Step 1: 324 = 3 * 10^{2 }+ 24 | X = 3*10 = 30

| -> Y = 24*10 = 240

1010 = 10 * 10^{2} + 10 | Z = (3+24) * (10 +10) – X-Y = 270

And the result is : X* 10^{2*2} + Z* 10^{2 }+ Y = 30*10^{4} + 270*10^{2} + 240 = 327240

If you still don’t get the idea take a look here. A nice applet shows you the process in great detail. However you can observe that this algorithm serves best when the *X* and *Y* are composed of the same number of digits. And if you do some tests you could observe that the Classic Method is faster for smaller numbers. This occurs for numbers less than 2^{320} (around there to be more exact).
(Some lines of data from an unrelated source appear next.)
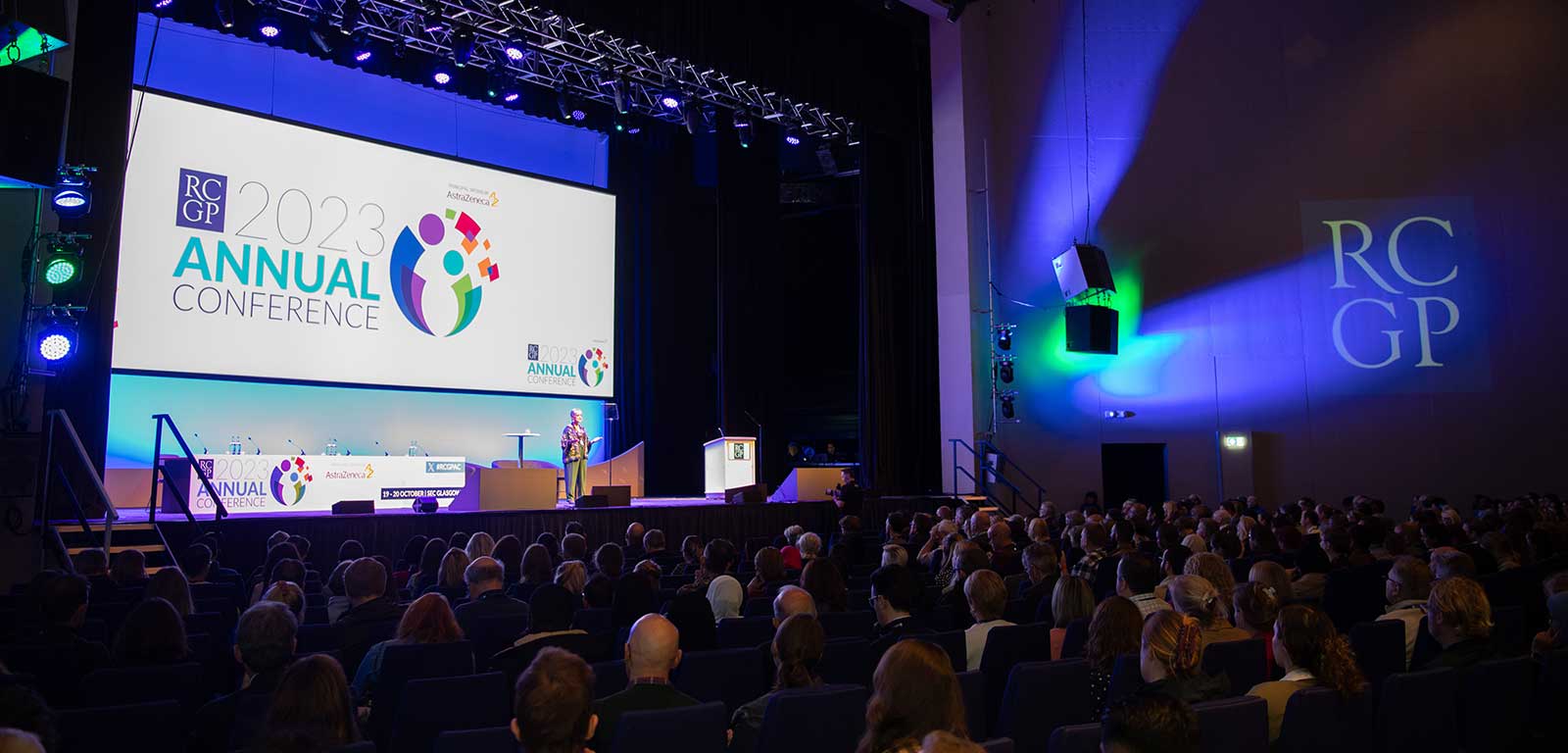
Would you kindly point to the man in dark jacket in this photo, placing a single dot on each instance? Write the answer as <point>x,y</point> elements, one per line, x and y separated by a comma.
<point>894,592</point>
<point>264,643</point>
<point>370,612</point>
<point>653,651</point>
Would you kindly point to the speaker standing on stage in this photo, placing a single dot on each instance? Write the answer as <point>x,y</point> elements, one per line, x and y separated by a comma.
<point>574,455</point>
To fight back and overcome this, most of the Large Number Libraries, like the one we are writing now, switches back to the classic method after reaching this border. To implement this you will find that I defined a SWITCH_TO_CLASSIC value and set it to 121.

It turned out to be the best value after some tests. If you want to try it out yourself just change this and run the program for two numbers — let’s say 10K long (1024*10 digits).
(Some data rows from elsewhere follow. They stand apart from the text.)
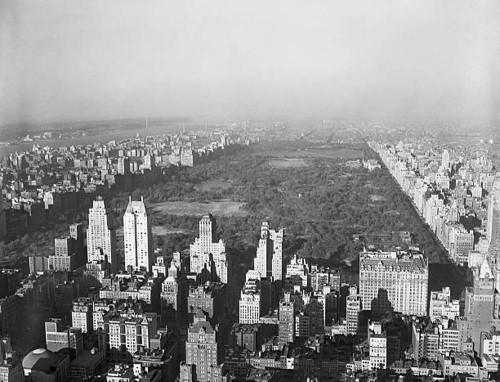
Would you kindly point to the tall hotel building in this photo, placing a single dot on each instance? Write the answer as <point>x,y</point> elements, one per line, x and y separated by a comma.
<point>207,253</point>
<point>269,259</point>
<point>399,277</point>
<point>101,235</point>
<point>493,222</point>
<point>137,237</point>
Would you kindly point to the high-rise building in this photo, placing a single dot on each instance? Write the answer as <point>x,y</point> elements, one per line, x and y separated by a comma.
<point>64,258</point>
<point>353,311</point>
<point>442,307</point>
<point>286,328</point>
<point>445,160</point>
<point>208,256</point>
<point>173,297</point>
<point>3,220</point>
<point>493,222</point>
<point>81,315</point>
<point>209,298</point>
<point>137,237</point>
<point>101,235</point>
<point>202,351</point>
<point>482,306</point>
<point>269,259</point>
<point>131,332</point>
<point>377,341</point>
<point>398,280</point>
<point>10,280</point>
<point>58,338</point>
<point>250,307</point>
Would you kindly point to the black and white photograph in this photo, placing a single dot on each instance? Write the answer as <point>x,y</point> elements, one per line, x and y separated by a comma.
<point>262,191</point>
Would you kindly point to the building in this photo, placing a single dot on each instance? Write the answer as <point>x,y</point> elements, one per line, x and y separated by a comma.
<point>10,368</point>
<point>250,304</point>
<point>137,237</point>
<point>64,295</point>
<point>482,306</point>
<point>431,339</point>
<point>324,277</point>
<point>209,297</point>
<point>286,328</point>
<point>57,338</point>
<point>46,366</point>
<point>38,263</point>
<point>8,314</point>
<point>101,235</point>
<point>269,258</point>
<point>207,255</point>
<point>88,364</point>
<point>202,352</point>
<point>174,291</point>
<point>399,279</point>
<point>441,305</point>
<point>377,342</point>
<point>81,315</point>
<point>493,220</point>
<point>353,311</point>
<point>126,373</point>
<point>10,279</point>
<point>130,333</point>
<point>300,268</point>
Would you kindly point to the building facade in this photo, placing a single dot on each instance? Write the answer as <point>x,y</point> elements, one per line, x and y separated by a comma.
<point>137,237</point>
<point>396,278</point>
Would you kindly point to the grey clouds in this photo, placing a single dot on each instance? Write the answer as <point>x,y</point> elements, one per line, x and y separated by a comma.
<point>64,60</point>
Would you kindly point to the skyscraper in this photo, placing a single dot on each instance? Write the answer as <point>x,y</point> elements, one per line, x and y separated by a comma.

#define SWITCH_TO_CLASSIC 121

Now that you have a good grasp of the algorithm you could also take a look at the more sophisticated (however also harder to implement) functions like the Toom-Cook multiplication, the faster Schönhage-Strassen algorithm, or implement this one that we’ve covered. If your option is the latter – then just turn the page.

As we passed through the previous pages we learned all that we are going to need in order to produce the desired result. Because we have real numbers and not only integers we’ll resolve this problem by calling *Karatsuba’s algorithm* for the two numbers and calculate the place of the comma in the result after finishing the operation. We simply have to add the real length of the two numbers. This is realized by the following line.
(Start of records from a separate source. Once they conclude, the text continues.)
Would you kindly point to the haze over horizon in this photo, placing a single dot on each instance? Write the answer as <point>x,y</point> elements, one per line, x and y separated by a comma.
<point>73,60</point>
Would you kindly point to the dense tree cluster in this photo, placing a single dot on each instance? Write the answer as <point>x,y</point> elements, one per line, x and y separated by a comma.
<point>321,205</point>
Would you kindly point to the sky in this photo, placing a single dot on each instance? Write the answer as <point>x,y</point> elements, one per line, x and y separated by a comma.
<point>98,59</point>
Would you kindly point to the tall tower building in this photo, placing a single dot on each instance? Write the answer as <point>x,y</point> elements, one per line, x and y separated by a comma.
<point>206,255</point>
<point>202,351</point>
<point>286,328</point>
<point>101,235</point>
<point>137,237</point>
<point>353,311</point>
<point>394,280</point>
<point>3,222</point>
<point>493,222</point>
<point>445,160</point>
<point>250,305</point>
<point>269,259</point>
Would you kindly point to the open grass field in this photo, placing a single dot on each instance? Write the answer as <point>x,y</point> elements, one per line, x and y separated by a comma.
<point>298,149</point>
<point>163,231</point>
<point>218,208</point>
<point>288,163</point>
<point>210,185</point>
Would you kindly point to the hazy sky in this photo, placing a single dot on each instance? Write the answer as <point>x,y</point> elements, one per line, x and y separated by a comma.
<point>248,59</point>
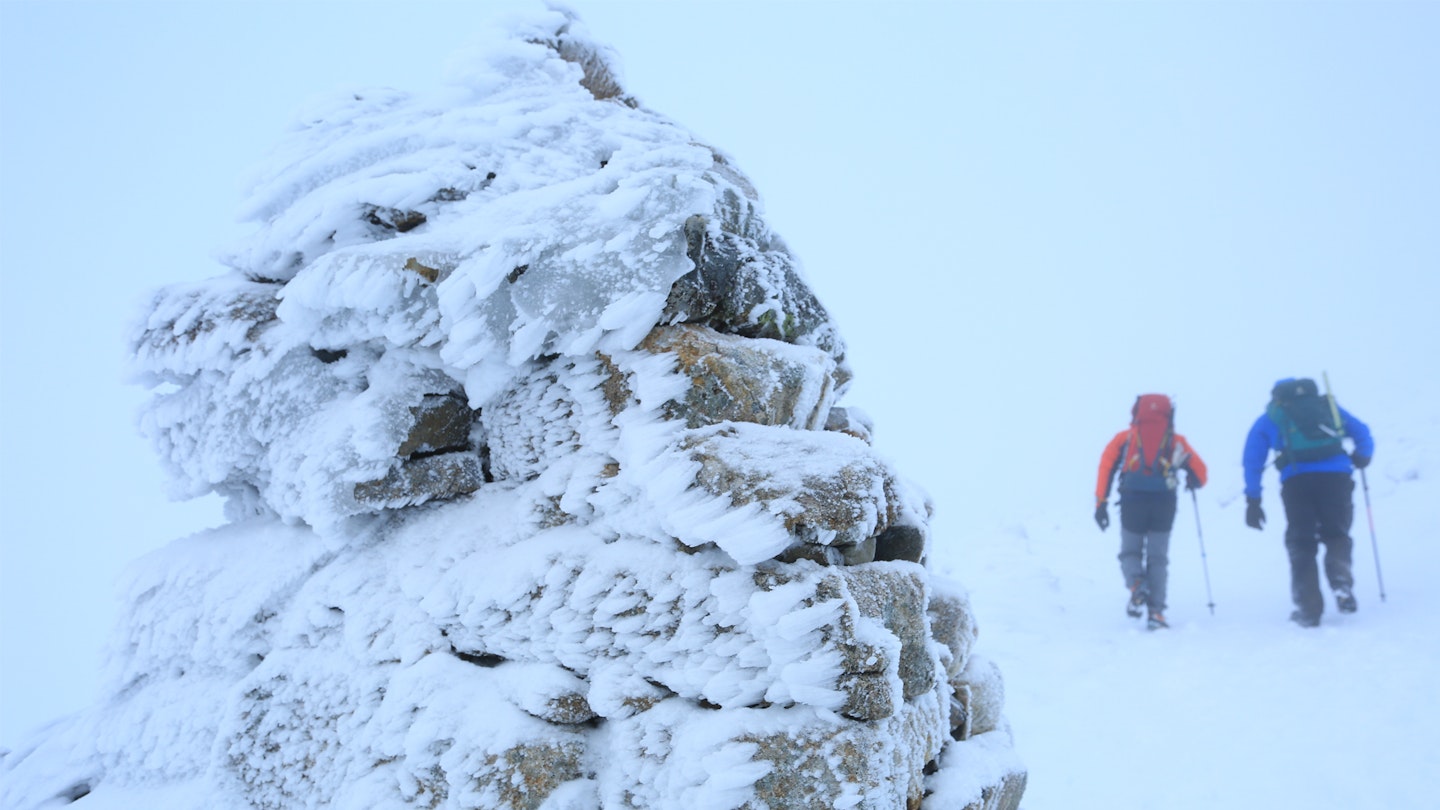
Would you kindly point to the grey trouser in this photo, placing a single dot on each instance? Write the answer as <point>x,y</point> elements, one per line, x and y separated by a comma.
<point>1146,558</point>
<point>1145,523</point>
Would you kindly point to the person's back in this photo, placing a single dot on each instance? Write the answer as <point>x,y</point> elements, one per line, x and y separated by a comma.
<point>1306,433</point>
<point>1148,459</point>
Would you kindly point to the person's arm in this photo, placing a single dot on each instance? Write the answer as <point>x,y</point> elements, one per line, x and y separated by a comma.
<point>1109,463</point>
<point>1194,463</point>
<point>1360,434</point>
<point>1257,448</point>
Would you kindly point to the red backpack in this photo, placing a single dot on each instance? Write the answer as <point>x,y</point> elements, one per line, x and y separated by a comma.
<point>1145,459</point>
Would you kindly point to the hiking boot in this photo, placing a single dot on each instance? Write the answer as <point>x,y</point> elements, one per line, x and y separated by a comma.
<point>1344,600</point>
<point>1139,597</point>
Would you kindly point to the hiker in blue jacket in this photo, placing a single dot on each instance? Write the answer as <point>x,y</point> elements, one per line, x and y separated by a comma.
<point>1305,430</point>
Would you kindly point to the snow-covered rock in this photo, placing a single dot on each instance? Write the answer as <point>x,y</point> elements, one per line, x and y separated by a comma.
<point>539,484</point>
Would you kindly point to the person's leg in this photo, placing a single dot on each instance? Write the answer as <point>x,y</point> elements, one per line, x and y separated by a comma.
<point>1135,518</point>
<point>1302,544</point>
<point>1337,512</point>
<point>1157,568</point>
<point>1132,558</point>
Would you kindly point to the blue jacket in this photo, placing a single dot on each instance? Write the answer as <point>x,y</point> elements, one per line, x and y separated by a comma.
<point>1265,435</point>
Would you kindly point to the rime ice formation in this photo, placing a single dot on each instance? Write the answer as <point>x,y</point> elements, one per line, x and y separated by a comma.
<point>539,492</point>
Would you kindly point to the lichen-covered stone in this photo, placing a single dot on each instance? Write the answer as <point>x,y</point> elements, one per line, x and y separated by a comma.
<point>897,600</point>
<point>851,421</point>
<point>952,624</point>
<point>985,688</point>
<point>745,381</point>
<point>1004,794</point>
<point>422,479</point>
<point>846,500</point>
<point>441,423</point>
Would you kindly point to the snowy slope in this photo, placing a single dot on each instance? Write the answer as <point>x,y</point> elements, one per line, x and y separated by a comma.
<point>1240,708</point>
<point>1106,715</point>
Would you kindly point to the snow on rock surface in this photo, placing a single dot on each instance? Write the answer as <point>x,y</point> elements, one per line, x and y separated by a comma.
<point>540,493</point>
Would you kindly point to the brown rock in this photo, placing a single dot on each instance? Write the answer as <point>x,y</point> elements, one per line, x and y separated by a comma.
<point>422,479</point>
<point>736,379</point>
<point>441,423</point>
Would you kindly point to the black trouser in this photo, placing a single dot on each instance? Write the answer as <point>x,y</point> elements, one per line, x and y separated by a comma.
<point>1318,509</point>
<point>1145,525</point>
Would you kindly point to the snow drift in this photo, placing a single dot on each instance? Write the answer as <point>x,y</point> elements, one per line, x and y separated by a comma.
<point>540,493</point>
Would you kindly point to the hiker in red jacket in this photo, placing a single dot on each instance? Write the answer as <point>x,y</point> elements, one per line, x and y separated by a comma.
<point>1148,456</point>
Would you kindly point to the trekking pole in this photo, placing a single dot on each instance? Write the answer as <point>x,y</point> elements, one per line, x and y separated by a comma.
<point>1204,565</point>
<point>1370,513</point>
<point>1374,544</point>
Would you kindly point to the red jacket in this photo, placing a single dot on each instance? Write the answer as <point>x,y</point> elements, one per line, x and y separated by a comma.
<point>1181,457</point>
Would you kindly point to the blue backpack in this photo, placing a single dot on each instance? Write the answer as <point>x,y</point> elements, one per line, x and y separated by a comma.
<point>1308,423</point>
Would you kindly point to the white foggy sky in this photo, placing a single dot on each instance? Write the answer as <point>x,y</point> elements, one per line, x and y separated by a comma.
<point>1021,215</point>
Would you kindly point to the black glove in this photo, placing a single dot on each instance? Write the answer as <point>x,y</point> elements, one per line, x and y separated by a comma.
<point>1254,516</point>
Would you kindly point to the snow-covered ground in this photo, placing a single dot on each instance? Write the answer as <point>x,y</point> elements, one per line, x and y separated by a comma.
<point>1239,708</point>
<point>1089,162</point>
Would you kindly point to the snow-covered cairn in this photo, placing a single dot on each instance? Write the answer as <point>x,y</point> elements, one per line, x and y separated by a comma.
<point>539,492</point>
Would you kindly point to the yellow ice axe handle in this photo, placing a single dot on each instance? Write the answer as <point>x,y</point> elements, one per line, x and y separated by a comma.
<point>1335,411</point>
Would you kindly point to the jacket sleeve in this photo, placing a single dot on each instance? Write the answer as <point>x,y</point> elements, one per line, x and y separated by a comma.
<point>1193,461</point>
<point>1263,435</point>
<point>1109,463</point>
<point>1360,433</point>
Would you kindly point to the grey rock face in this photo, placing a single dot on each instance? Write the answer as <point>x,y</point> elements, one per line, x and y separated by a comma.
<point>560,512</point>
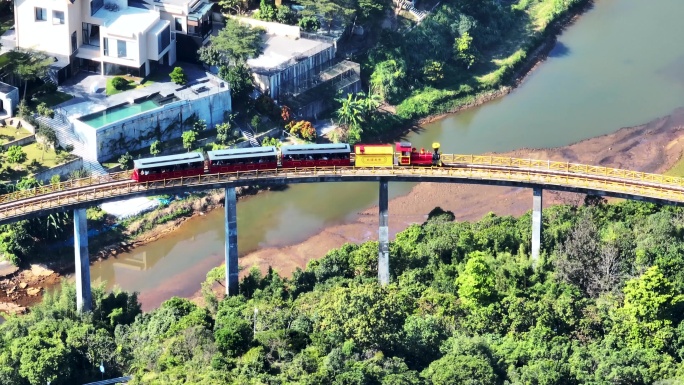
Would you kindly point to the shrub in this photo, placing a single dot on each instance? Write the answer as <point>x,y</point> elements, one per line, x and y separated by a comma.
<point>79,174</point>
<point>285,15</point>
<point>223,132</point>
<point>23,111</point>
<point>126,161</point>
<point>95,214</point>
<point>309,24</point>
<point>47,88</point>
<point>119,83</point>
<point>178,76</point>
<point>15,154</point>
<point>44,110</point>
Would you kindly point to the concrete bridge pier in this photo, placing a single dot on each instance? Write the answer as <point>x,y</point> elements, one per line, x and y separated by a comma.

And here let me present Karatsuba’s method:

Large_Numbers

Large_Numbers::Karatsuba (Large_Numbers& ls, Large_Numbers& rs)

{

Large_Numbers result; // Here we’ll store the result

if (ls.all < SWITCH_TO_CLASSIC && rs.all < SWITCH_TO_CLASSIC)

{

ClassicMultiply (result, ls, rs);

}

else

{

unsigned long int size = std::max (ls.all, rs.all) / 2;

string::iterator ls_end = ls.number.end (); string::iterator rs_end = rs.number.end ();

string::iterator ls_begin = ls.number.begin ();

string::iterator rs_begin = rs.number.begin ();

long int leftLeftLength = ls.all – size;

if (leftLeftLength < 0) leftLeftLength = 0;

long int rightLeftLength = rs.all -size;

if (rightLeftLength < 0) rightLeftLength = 0;

string::iterator ls_middle = ls_begin + leftLeftLength;

string::iterator rs_middle = rs_begin + rightLeftLength;

Large_Numbers x1;

if (leftLeftLength)

x1.Set (string (ls_begin, ls_middle),

std::distance (ls_begin, ls_middle));

Large_Numbers x2;

x2.Set (string (ls_middle, ls_end),

std::distance (ls_middle, ls_end));

Large_Numbers y1;

if (rightLeftLength)

y1.Set (string (rs_begin, rs_middle),

std::distance (rs_begin, rs_middle));

Large_Numbers y2;

y2.Set (string (rs_middle, rs_end),

std::distance (rs_middle, rs_end));

Large_Numbers sumX = x1 + x2;

Large_Numbers sumY = y1 + y2;

Large_Numbers X = Karatsuba(x1, y1)

Large_Numbers Y = Karatsuba(x2, y2);

Large_Numbers Z = Karatsuba (sumX, sumY) – X – Y;

X.ShiftIt (2*size);

Z.ShiftIt (size);

result = X + Y + Z;

}

return result;

}

Brief explanation: If we’re in the range simply calculate the result with the Classic method. Otherwise, find the middle, divide the numbers, calculate the sum of the elements, call Karatsuba’s algorithm to calculate the multiplications, shift the items, and add the items. Return the result.

Now all we need to do is check out the results! For some obvious reasons now I won’t venture to multiply two numbers that are 10 MB because it would take an awfully long time on my decent system (AMD Sempron 3000+ with default clocks and 1 GB DDR400 memory with a Western Digital 200 GB ATA133 Hard Disk). But look first for two 10K numbers and after it two 100K numbers.

And a little longer for the 100K numbers:

As you can see multiplication is a bit more complex than addition and takes much more time to complete. Also here is as promised the source code with the class implementation, so you can skim through it freely and see how it works with a debugger eventually. The project that is included is created with Visual Studio 2005 so with earlier versions you can’t open it, but if you create a new solution it should work.